For information on how Palo Alto Networks protects its customers from these threats, please refer to our Threat Assessment: Active Exploitation of Four Zero-Day Vulnerabilities in Microsoft Exchange Server.
By leveraging CVE-2021-27065, a post-authentication arbitrary file write vulnerability, an attacker is able to effectively inject code into an ASPX page for Exchange Offline Address Book (OAB). When this page is compiled with the injected webshell, the attacker can send other code and gain further access. The China Chopper webshell is a lightweight, one-line script that is observed being dropped in these attacks by the use of the PowerShell Set-OabVirtualDirectory cmdlet. This one-line webshell is relatively simple from the server perspective and has been observed in attacks since at least 2013, when FireEye reported on it.
The key detail here is that the China Chopper webshell is injected into a pre-existing OAB ASPX page that contains configuration information unrelated to the webshell. It’s been reported that there are thousands of compromises, and any on-premises Exchange Server that is exposed to the internet should assume it’s been scanned numerous times. Knowing this, and knowing that thousands of companies this week have begun the laborious chore of responding to these attacks within their infrastructure, it didn’t take long before these OAB files started popping up on VirusTotal (VT).
To identify the specific OAB configuration files we’re interested in, I created a small YARA rule to identify some of the observed templates for the China Chopper webshell as they exist within OAB configurations.
author = "Jeff White (Palo Alto Networks) @noottrak"
date = "02MAR2021"
hash01 = "e8ea17cd1de6d3389c792cce8c0ff1927a6386f0ef32ab0b097763de1f86ffc8"
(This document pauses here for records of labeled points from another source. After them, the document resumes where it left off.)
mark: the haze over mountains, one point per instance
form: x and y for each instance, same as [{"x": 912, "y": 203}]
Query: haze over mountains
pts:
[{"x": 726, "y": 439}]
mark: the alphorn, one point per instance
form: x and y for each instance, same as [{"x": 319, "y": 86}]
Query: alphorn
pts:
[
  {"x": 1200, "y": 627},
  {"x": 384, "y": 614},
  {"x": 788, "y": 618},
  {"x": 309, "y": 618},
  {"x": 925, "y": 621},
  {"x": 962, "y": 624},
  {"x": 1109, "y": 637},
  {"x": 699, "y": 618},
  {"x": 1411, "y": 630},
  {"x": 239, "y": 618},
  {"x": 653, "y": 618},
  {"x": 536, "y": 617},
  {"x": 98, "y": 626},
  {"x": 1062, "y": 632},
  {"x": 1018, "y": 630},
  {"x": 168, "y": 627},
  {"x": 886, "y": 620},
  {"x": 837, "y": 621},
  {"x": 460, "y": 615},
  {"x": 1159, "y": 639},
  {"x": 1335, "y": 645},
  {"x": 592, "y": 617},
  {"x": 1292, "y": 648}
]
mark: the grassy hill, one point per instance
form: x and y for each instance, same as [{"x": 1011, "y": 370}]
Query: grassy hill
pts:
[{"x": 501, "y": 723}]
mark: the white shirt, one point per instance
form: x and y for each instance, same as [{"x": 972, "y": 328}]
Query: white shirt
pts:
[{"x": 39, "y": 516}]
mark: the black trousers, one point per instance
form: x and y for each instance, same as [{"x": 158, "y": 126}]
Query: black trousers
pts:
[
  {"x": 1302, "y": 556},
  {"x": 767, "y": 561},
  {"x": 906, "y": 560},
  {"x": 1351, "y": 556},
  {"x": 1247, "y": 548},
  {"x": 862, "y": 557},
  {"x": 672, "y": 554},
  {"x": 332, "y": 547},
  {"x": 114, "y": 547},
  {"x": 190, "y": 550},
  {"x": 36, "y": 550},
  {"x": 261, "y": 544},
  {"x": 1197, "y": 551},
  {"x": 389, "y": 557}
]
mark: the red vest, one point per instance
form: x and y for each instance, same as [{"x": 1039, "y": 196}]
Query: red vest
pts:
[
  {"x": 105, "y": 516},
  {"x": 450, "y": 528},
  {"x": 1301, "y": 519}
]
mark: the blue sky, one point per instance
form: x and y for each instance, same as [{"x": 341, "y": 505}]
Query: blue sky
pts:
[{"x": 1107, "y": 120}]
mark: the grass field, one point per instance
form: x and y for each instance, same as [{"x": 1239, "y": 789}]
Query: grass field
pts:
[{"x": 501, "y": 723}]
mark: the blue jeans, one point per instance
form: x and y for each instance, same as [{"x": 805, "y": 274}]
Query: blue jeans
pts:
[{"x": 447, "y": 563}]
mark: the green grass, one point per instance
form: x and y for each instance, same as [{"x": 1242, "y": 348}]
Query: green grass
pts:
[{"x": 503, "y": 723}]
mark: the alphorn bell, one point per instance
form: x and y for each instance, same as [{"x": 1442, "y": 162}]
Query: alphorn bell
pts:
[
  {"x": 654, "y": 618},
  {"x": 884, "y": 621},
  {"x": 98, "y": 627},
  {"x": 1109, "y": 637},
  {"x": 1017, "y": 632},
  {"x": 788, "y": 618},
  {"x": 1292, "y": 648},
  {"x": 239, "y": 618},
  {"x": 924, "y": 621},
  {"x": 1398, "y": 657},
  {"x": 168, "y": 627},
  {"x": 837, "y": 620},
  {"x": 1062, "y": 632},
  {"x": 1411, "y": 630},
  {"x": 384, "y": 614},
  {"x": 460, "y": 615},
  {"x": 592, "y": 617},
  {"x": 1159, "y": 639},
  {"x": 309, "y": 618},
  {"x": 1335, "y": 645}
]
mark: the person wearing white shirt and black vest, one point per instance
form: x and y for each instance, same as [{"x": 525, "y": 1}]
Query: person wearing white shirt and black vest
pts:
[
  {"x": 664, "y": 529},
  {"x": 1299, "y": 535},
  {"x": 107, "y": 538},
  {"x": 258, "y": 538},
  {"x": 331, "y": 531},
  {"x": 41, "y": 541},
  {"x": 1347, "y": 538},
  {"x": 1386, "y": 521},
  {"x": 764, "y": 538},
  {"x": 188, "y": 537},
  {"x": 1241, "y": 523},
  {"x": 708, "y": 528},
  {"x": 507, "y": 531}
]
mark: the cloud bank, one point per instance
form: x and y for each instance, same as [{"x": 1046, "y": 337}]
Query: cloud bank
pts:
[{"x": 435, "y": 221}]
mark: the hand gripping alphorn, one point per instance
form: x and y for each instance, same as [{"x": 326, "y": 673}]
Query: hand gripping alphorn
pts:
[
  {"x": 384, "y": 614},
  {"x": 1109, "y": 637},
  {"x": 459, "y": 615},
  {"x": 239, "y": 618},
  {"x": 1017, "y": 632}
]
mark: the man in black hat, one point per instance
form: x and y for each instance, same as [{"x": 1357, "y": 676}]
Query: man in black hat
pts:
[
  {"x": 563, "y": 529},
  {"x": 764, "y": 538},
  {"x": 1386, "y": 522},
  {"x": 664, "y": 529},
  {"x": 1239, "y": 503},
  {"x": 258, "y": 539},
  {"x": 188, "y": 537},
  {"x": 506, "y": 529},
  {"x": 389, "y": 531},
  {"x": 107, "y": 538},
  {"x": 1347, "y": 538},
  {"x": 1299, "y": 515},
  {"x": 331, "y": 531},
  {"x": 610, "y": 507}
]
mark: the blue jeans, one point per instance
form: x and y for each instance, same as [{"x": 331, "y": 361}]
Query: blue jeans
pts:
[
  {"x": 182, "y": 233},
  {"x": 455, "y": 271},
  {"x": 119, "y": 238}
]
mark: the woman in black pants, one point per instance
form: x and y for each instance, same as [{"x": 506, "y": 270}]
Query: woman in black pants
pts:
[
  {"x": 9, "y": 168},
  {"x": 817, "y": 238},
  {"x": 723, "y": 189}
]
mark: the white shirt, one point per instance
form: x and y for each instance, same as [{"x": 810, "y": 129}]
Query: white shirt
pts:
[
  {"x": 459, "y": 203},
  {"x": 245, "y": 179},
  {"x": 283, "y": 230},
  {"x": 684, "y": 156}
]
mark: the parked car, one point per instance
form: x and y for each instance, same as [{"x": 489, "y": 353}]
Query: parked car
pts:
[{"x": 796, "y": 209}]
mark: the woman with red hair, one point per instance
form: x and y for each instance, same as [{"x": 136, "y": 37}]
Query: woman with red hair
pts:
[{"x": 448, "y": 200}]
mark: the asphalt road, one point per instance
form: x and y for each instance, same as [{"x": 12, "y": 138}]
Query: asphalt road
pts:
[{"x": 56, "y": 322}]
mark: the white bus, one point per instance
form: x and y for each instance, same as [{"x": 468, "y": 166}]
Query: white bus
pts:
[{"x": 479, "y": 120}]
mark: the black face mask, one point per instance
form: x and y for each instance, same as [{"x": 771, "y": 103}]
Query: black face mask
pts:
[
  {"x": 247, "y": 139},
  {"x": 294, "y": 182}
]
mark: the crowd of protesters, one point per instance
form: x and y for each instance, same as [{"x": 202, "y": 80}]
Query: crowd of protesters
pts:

hash02 = "34f9944a85ffba58f3fa60c5dc32da1ce6743dae261e1820ef6c419808757112"
hash03 = "55fbfab29f9d2c26f81f1ff901af838110d7f76acc81f14b791a8903aa8b8425"
hash04 = "6e75bbcdd22ec9df1c7796e381a83f88e3ae82f5698c6b31b64d8f11e9cfd867"
// Detect OAB file
$OAB01 = "ExternalUrl" ascii // Contains webshell
$OAB02 = "InternalUrl" ascii
$OAB03 = "ExchangeVersion" ascii
$OAB04 = "WhenChangedUTC" ascii
// Detect injected Url variants
$HTTP01 = "http://f/" ascii nocase
$HTTP02 = "http://g/" ascii nocase
$HTTP03 = "http://p/" ascii nocase
// Detect ChinaChopper variants
$websh01 = "<script language=\"JScript\"" ascii nocase
$websh02 = "<script language=\"c#\"" ascii nocase
$websh03 = "<script runat=\"server\"" ascii nocase
// Detect webshell anchors
$cc01 = "Request" ascii nocase
$cc02 = "Page_Load" ascii nocase
// Detect injected pattern, no webshell
$non = /http:\/\/[a-z]\/[a-z0-9]+/
(all of ($OAB*) and 1 of ($HTTP*) and 1 of ($websh*) and all of ($cc*))
(all of ($OAB*) and $non)
For reference, this is how the China Chopper webshell typically manifests itself within the OAB configurations – specifically in the ExternalUrl field.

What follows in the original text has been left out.